Da una ricerca della Clinica Prenatale dell’Università del North Carolina su 1.238 donne in gravidanza, con un’età gestazionale tra le 15 e le 19 settimane, è emerso un dato che fa molto riflettere: le donne che hanno avuto una gravidanza inaspettata o comunque non intenzionale sarebbero più soggette alla depressione post-partum.
Lo studio ha diviso le donne in tre gruppi: quelle che non volevano una gravidanza, quelle che la volevano ma più tardi nella loro vita, quelle che la volevano e l’hanno programmata. Durante lo studio e secondo quelli che sono stati i risultati raggiunti, i primi due gruppi sono stati accorpati. In sostanza, non volere un figlio o volerlo in un altro momento della vita, facevano parte comunque di una disposizione psicologica simile e cioè quella di non avere in programma una gravidanza e scoprire di essere incinte. Lo studio ha esaminato i gruppi di donne a tre e a dodici mesi dal parto.
È emerso che proprio nel gruppo delle gravidanze inaspettate si è registrato un maggior numero di casi di depressione post partum. L’incidenza era molto significativa: il 12% delle neo mamme del gruppo delle gravidanze indesiderate a dodici mesi dal parto aveva i sintomi della depressione post partum contro il 3% delle neo mamme che avevano voluto e programmato il bambino.
Questo studio ha evidenziato delle realtà molto importanti da tenere in conto per gli operatori sanitari. La depressione post partum parte da molto lontano ed è importante capire quali possono essere i fattori di rischio. Sicuramente un gravidanza che non si desidera in quel momento ma che si decide di portare avanti comunque, rappresenta qualcosa di molto impegnativo dal punto di vista psicologico per una donna.
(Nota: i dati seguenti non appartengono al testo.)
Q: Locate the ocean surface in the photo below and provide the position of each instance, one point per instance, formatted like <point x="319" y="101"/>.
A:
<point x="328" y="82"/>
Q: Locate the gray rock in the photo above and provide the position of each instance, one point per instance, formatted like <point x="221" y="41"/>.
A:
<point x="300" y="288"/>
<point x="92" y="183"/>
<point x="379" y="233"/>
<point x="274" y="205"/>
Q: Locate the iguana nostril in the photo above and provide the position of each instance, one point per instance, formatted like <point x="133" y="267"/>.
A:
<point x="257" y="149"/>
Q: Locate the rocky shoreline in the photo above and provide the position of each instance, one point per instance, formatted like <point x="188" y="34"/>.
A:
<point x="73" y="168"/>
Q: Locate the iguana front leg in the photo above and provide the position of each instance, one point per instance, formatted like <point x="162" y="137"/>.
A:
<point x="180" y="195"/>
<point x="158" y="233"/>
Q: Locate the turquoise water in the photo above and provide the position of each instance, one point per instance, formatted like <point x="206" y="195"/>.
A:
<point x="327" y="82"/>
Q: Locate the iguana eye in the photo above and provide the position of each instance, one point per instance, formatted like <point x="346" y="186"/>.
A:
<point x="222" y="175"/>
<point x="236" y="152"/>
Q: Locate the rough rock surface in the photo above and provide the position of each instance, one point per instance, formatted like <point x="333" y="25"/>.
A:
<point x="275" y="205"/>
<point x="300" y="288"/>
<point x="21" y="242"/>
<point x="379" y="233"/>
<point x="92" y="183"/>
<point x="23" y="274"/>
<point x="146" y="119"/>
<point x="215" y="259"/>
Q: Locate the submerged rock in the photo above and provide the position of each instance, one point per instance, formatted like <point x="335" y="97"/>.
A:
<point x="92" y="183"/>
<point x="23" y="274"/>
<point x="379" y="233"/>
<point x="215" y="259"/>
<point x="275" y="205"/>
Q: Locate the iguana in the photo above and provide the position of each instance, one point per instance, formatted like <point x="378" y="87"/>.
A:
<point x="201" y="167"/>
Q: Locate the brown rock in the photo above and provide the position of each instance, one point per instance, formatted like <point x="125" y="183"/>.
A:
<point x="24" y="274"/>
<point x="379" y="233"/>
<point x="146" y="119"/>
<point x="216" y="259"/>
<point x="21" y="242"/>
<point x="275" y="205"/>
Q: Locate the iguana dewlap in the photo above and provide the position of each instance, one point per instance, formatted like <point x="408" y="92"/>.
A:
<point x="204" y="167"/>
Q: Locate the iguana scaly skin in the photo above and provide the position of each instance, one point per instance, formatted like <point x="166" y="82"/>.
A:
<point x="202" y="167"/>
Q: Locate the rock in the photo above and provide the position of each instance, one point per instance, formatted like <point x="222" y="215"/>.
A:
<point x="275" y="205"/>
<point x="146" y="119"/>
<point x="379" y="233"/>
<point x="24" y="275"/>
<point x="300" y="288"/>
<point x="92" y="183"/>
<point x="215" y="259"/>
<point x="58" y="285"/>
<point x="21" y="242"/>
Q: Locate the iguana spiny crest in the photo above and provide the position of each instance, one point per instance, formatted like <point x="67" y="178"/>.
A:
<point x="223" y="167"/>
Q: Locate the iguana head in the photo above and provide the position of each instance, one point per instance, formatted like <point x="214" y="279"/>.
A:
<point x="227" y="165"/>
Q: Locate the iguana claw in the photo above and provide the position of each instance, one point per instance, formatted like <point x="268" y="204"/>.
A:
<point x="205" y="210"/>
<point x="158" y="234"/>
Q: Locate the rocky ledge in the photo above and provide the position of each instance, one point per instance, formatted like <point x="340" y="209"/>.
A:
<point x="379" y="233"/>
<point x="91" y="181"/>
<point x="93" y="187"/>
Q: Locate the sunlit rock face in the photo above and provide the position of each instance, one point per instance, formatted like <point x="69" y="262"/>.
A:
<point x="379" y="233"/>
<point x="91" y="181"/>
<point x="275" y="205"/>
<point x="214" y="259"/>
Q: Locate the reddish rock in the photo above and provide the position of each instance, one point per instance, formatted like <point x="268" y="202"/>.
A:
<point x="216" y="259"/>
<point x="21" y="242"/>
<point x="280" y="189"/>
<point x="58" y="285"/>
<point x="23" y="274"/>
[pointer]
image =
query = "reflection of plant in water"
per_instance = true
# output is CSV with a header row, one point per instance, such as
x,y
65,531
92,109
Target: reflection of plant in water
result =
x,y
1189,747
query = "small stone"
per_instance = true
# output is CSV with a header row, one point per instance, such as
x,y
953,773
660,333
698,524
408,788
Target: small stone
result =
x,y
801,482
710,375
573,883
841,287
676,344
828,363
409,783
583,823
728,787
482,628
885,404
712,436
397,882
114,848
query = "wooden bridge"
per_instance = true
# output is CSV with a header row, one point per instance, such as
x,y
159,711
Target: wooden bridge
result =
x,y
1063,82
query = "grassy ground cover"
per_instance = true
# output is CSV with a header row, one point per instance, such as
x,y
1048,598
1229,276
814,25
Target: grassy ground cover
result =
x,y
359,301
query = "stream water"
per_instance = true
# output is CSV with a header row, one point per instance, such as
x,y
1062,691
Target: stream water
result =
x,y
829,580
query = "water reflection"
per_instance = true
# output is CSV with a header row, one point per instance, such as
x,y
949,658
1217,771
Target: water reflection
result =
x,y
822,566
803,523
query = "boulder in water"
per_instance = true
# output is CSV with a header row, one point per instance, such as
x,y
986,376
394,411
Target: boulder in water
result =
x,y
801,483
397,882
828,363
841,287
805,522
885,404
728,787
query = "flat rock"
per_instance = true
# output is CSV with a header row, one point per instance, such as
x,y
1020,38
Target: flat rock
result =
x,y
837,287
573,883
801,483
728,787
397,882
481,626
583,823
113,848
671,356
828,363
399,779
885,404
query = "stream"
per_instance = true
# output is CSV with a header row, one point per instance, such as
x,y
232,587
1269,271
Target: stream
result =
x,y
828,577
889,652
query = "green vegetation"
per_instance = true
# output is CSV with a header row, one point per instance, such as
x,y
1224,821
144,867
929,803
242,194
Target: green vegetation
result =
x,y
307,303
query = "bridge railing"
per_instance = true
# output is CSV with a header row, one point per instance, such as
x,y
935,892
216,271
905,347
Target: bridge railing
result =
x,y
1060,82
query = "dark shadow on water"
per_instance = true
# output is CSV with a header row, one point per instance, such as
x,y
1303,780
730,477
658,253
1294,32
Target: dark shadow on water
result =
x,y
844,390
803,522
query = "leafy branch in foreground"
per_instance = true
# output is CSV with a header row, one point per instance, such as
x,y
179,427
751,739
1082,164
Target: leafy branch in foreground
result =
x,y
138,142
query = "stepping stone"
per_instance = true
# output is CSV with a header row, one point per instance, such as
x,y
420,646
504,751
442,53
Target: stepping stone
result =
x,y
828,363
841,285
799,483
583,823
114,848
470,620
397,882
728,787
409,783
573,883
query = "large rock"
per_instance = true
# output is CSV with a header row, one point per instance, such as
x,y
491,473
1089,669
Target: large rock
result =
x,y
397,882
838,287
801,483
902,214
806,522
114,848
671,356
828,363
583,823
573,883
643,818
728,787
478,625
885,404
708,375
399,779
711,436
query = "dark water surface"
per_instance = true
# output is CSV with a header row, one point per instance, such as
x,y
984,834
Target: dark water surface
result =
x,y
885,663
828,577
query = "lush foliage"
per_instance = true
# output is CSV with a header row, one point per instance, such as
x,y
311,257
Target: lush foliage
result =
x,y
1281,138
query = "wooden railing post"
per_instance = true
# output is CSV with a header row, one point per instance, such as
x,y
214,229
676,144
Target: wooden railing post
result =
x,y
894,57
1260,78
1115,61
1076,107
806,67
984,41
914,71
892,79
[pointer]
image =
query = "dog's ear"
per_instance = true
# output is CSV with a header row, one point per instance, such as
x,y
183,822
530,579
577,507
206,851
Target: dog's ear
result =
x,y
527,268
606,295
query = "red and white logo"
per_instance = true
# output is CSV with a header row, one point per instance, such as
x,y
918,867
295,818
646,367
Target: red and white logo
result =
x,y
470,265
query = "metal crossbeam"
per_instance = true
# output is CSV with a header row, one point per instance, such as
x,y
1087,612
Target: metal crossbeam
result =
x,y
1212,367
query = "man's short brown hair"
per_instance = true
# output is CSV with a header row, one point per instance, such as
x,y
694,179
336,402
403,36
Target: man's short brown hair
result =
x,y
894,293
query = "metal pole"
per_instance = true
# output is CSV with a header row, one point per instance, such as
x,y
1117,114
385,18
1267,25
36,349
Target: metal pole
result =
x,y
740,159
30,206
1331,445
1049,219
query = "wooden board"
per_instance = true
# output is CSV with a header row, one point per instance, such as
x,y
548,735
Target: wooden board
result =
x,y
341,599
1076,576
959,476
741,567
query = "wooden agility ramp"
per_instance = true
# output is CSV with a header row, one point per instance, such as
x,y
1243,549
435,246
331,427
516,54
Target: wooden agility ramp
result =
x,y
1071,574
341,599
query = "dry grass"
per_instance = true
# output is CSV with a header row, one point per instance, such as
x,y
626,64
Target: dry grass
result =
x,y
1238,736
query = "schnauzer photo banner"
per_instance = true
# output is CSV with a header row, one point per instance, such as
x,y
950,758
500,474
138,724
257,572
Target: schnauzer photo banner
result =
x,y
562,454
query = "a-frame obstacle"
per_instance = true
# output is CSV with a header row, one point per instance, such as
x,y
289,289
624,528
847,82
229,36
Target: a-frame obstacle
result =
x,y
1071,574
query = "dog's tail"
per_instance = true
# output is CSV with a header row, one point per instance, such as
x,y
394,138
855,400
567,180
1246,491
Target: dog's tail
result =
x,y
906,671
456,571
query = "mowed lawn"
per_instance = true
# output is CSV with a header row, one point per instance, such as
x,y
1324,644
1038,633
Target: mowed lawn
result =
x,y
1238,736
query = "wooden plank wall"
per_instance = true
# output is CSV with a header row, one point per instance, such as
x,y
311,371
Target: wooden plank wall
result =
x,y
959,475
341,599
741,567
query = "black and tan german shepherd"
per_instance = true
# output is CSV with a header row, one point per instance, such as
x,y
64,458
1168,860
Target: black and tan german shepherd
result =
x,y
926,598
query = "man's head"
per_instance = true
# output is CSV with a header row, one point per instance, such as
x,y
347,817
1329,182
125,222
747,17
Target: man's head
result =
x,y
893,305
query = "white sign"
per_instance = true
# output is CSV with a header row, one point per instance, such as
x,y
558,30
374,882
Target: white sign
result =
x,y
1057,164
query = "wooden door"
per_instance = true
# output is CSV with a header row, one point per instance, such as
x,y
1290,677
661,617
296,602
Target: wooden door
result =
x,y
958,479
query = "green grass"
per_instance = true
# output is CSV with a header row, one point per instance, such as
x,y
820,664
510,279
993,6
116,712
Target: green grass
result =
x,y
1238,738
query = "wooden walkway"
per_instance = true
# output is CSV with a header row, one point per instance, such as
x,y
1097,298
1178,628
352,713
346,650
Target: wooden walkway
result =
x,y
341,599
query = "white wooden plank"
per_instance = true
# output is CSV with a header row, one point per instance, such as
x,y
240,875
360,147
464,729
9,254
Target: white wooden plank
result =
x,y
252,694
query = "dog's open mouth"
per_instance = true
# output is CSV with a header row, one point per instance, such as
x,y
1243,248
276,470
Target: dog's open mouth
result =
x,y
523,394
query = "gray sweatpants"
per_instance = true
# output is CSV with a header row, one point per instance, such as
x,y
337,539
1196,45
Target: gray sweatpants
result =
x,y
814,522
In effetti, il Sistema Sanitario italiano si sta muovendo solo negli ultimi anni per quanto riguarda un accompagnamento pre e post per le donne sole o comunque a rischio. Anche se- è importante dirlo- la depressione post partum colpisce anche le donne che hanno un solido sistema familiare che le aiuta, anche quelle che sono benestanti dal punto di vista economico. I fattori che scatenano questa sindrome sono complessi e vanno curati da diversi punti di vista, non solo stando ben accanto a chi ne soffre.
Quello che gli operatori sanitari possono fare, alla luce di studi come questi, è capire chi sono i soggetti a rischio e riservare a loro uno specifico accompagnamento fino almeno ai due anni d’età del bambino. Infatti, un altro luogo comune è che la depressione post partum debba manifestarsi nei primi tre mesi dal parto. In realtà anche questo studio evidenzia che all’anno di età del bambino ‘nascono’ ancora casi di depressione post partum e possono insorgere anche dopo. Ecco perché bisogna fare attenzione a non prendere sottogamba il problema. E – soprattutto per le mamme – non doversi sentire per forza perfette e infallibili: se vi sentite deboli, stanche, nervose e avete tante paure, parlatene e chiedete aiuto. Questo non fa di voi delle mamme cattive ma solo consapevoli e intelligenti. Un altro modo di amare davvero il vostro bambino.